Служанка осторожно сняла черную шляпу.

– Не спортить бы ее ненароком, – сказала она. – Ой, гляньте, да ведь я вся зеленая буду, ежели мы прямо здесь, на траве…

– А вы встаньте на четвереньки, – предложил Жакмор.

– Само собой, – ответила она с таким видом, как будто считала эту позу единственно возможной.

Психиатр трудился над ней не покладая рук, поглядывая временами, как вздрагивает и обмякает короткая девичья шея. Из небрежно уложенных волос выбилось несколько светлых прядей, волнующихся на ветру. От служанки сильно пахло, но Жакмор за все время проживания в доме на скале еще ни разу не практиковался, да и этот немного животный запах не был ему неприятен. Из чисто человеческих – вполне понятных – побуждений он позаботился о том, чтобы не сделать ей ребенка.

Они подошли к церкви минут через десять после начала службы. Судя по количеству стоящих у входа машин и телег, овальный неф был наверняка заполнен до отказа. Перед тем как подняться по ступенькам, Жакмор взглянул на еще красное и немного смущенное лицо девушки.

– Вечером-то приходить? – прошептала она.

– Да, – ответил он. – Расскажешь мне о своей жизни.

Она уставилась на него, убедилась, что он не шутит, и растерянно кивнула, так ничего и не поняв. Они вошли и сразу же смешались с густой толпой разодевшихся прихожан. В толчее Жакмора прижало к девушке, ее животный запах снова ударил ему в нос. У нее под мышками проступали круги пота.

Кюре заканчивал преамбулу и готовился к восхождению на амвон. Прихожане изнывали от духоты: еще чуть-чуть – и душа вон. Женщины расстегивали корсажи, но мужчины оставались в наглухо задраенных черных тужурках с косыми воротниками. Жакмор оглядел окружающие его лица: живые, волевые, дубленные ветрами и солнцем, и все – с выражением непоколебимой уверенности… Кюре поднялся по лесенке на белый амвон с открытыми створками. Странный все-таки амвон. Жакмор вспомнил столяра, маленького подмастерья, и по его коже прошел озноб. При мысли о подмастерье запах служанки стал противным до омерзения.

В тот момент, когда кюре появился между двумя стояками из белого дуба, какой-то мужчина вскочил на скамью и громким голосом потребовал тишины. Гул толпы спал. В нефе воцарилась настороженная тишина. Взгляд Жакмора скользил по голубому витражу над алтарем, цеплялся за бесчисленные мерцающие огоньки, освещающие нагромождение переплетенных тел, вылепленных на несущей конструкции свода.

– Кюре, дождя! – произнес мужчина.

Толпа подхватила в один голос:

– Дождя!

– Святокос сух! – продолжал мужчина.

– Дождя! – взревела толпа.

Оглушенный Жакмор увидел, как священник простер вперед руки, прося слова. Ропот стих. Утреннее солнце жарило что есть мочи по витражу. Дышалось неимоверно трудно.

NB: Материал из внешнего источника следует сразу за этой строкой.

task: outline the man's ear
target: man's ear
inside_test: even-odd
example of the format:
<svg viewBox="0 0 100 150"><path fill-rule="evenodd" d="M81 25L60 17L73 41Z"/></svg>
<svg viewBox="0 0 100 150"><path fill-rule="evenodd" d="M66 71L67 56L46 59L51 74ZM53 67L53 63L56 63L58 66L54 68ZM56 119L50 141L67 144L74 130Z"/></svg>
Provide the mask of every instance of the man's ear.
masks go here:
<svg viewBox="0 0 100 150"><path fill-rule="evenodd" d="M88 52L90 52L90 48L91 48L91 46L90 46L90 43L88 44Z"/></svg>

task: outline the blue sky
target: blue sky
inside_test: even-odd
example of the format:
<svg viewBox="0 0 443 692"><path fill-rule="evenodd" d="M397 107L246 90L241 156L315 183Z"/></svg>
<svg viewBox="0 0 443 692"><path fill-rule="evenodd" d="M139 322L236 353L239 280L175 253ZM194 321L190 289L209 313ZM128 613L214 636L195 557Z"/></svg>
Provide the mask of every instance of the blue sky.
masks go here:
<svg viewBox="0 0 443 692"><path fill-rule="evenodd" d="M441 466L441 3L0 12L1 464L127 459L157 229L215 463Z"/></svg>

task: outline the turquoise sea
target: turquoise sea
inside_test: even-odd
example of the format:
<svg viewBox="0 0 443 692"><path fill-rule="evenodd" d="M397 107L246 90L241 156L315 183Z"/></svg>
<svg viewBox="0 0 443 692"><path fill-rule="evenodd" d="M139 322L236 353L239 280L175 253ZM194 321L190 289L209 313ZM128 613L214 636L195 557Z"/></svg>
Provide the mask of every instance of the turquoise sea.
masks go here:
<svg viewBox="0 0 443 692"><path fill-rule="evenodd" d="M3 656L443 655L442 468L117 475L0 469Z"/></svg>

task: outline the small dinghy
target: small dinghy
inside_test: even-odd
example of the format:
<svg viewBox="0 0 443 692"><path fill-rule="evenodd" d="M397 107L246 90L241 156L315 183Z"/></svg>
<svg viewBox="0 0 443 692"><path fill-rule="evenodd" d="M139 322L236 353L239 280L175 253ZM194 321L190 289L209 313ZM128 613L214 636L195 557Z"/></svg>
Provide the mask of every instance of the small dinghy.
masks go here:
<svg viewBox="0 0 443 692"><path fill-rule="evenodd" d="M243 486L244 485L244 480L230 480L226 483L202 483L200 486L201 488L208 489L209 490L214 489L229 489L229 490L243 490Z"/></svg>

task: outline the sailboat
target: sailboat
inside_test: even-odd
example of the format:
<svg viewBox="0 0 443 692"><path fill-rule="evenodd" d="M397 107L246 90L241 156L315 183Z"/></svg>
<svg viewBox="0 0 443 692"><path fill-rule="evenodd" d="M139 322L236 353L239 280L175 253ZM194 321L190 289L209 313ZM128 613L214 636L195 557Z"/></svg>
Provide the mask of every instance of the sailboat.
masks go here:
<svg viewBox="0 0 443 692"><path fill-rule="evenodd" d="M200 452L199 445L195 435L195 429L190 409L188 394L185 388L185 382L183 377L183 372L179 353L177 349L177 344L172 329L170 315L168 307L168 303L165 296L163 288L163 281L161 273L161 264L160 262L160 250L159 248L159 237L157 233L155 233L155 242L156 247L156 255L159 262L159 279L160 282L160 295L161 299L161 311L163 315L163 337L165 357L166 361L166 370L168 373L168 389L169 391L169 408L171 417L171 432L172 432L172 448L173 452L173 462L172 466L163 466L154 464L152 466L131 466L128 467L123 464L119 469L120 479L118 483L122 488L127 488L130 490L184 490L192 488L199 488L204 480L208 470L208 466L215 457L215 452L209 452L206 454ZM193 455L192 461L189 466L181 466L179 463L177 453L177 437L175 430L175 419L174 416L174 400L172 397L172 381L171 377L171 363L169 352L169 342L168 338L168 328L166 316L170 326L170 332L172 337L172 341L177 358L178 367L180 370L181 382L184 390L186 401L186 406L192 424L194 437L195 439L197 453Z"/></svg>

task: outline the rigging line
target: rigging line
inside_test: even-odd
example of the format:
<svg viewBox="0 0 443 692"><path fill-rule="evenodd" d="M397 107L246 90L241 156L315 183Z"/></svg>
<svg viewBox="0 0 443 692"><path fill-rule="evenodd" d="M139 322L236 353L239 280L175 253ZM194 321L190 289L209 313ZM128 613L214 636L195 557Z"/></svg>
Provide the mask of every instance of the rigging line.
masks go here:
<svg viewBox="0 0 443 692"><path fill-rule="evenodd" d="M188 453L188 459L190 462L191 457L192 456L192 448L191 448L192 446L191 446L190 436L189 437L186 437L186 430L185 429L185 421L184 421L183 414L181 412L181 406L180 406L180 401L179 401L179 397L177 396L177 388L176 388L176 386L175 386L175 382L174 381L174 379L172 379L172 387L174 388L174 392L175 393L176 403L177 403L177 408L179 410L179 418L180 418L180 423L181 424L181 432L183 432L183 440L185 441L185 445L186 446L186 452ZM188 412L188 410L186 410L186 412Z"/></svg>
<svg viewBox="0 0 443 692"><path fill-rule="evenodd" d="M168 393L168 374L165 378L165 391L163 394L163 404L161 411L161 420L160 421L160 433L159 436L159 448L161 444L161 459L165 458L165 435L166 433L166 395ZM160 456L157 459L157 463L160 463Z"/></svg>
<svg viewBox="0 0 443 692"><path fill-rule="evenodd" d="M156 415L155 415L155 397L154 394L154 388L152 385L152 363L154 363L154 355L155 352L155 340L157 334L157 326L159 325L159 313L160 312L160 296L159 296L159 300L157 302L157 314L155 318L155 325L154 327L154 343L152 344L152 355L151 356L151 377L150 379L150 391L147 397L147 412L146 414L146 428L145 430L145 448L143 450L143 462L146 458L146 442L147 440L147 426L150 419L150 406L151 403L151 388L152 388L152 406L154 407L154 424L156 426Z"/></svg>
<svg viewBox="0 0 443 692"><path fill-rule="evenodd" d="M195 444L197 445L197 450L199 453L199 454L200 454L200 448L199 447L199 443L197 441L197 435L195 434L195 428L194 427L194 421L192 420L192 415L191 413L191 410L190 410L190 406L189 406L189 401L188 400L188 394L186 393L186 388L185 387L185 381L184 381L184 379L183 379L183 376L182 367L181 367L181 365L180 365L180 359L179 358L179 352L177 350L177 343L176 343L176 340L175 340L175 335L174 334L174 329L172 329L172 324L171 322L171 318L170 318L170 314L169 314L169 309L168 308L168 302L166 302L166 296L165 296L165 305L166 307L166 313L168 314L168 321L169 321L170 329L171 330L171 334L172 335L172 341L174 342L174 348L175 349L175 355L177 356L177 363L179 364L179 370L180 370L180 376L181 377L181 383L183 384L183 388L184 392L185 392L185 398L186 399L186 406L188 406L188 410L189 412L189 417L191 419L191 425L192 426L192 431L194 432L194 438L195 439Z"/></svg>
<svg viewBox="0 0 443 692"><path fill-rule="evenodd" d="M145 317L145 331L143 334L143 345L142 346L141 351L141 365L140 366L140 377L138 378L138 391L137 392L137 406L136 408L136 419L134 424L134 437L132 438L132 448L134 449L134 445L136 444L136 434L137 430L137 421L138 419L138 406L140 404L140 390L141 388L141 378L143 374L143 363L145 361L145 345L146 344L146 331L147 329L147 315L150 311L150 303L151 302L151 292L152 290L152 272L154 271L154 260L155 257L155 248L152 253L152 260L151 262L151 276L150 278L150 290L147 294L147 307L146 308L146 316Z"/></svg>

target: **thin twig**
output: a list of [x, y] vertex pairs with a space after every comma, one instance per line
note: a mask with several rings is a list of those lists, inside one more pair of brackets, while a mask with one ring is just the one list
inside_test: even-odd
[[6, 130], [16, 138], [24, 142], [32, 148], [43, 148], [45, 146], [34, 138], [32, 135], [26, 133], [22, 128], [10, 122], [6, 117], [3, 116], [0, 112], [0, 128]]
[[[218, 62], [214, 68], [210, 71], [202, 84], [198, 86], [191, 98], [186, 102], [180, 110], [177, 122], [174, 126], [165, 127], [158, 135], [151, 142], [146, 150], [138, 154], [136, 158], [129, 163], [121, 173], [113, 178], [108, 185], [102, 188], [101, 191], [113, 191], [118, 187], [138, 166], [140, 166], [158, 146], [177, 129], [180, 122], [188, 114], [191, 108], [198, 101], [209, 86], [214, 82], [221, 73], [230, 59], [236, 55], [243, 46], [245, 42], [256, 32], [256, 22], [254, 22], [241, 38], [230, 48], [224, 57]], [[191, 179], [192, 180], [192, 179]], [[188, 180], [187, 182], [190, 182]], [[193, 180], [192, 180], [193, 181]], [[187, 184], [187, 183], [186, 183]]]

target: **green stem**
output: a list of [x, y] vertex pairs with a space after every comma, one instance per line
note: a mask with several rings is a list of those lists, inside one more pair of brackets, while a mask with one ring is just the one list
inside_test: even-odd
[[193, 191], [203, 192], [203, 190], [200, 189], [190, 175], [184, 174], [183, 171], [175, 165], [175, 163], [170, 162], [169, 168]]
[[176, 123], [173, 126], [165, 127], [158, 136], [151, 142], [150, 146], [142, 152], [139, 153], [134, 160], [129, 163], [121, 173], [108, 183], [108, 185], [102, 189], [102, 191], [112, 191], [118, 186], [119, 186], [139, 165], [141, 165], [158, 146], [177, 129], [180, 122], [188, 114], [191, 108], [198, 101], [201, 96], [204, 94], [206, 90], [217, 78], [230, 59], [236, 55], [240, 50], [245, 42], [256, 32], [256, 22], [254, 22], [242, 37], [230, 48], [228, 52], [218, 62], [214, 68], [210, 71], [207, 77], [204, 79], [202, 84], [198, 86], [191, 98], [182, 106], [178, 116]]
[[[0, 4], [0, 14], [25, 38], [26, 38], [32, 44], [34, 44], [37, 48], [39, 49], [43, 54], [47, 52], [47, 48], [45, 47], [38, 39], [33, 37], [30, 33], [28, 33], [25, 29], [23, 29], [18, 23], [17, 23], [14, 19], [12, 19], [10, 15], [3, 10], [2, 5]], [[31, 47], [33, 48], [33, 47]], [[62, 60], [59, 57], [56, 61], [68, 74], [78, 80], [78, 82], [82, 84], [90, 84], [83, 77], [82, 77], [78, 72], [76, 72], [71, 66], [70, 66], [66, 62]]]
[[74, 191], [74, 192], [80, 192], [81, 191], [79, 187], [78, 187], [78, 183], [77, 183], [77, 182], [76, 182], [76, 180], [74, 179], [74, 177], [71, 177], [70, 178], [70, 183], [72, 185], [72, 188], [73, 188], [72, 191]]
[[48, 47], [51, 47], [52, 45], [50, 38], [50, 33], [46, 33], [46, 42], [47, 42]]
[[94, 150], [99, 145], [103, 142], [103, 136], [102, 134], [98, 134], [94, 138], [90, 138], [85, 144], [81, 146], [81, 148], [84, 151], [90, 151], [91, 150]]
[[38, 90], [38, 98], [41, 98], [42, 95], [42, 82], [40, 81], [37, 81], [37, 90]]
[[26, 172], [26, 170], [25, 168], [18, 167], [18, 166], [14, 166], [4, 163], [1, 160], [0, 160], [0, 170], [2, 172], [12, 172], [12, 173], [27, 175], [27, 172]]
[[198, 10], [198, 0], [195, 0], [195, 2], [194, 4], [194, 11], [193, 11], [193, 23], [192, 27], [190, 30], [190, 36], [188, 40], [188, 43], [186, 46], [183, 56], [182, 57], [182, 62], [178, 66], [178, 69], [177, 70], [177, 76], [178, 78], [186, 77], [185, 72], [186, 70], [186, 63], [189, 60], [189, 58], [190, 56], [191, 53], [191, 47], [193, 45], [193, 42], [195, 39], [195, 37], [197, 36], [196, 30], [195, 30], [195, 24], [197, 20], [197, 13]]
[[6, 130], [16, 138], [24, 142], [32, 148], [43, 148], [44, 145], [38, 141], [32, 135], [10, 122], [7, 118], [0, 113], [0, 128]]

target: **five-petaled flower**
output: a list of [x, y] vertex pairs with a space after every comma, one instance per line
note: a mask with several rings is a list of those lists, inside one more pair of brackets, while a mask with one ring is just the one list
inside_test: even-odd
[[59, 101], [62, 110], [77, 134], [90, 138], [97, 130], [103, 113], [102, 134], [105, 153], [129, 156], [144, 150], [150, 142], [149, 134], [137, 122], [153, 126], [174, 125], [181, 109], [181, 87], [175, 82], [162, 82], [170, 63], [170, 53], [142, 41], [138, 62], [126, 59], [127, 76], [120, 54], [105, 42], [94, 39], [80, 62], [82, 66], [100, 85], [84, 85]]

– Жители деревни! – изрек кюре.

Его громоподобный голос, казалось, шел отовсюду; Жакмор догадался, что все дело в системе ловко скрытых динамиков. Головы прихожан завертелись в разные стороны.

– Жители деревни! – повторил кюре. – Вы просите у меня дождя, так вот, вы его вообще не получите. Сегодня вы пришли в церковь, раздуваясь от чванства и высокомерия, как куры-леггорны, распухая от удовлетворения и успокоенности плотской жизнью вашей. Вы пришли как назойливые попрошайки, требуя то, чего вы совершенно не заслуживаете. Дождя не будет. Богу до вашего святокоса как до лампочки! Согните тела ваши, склоните головы ваши, ущемите души ваши – и я окроплю вас словом Божьим. А на дождь не рассчитывайте! Вы не получите ни капли! Здесь храм, а не дождевальня!

Толпа начала роптать. Жакмор решил, что кюре выступил хорошо.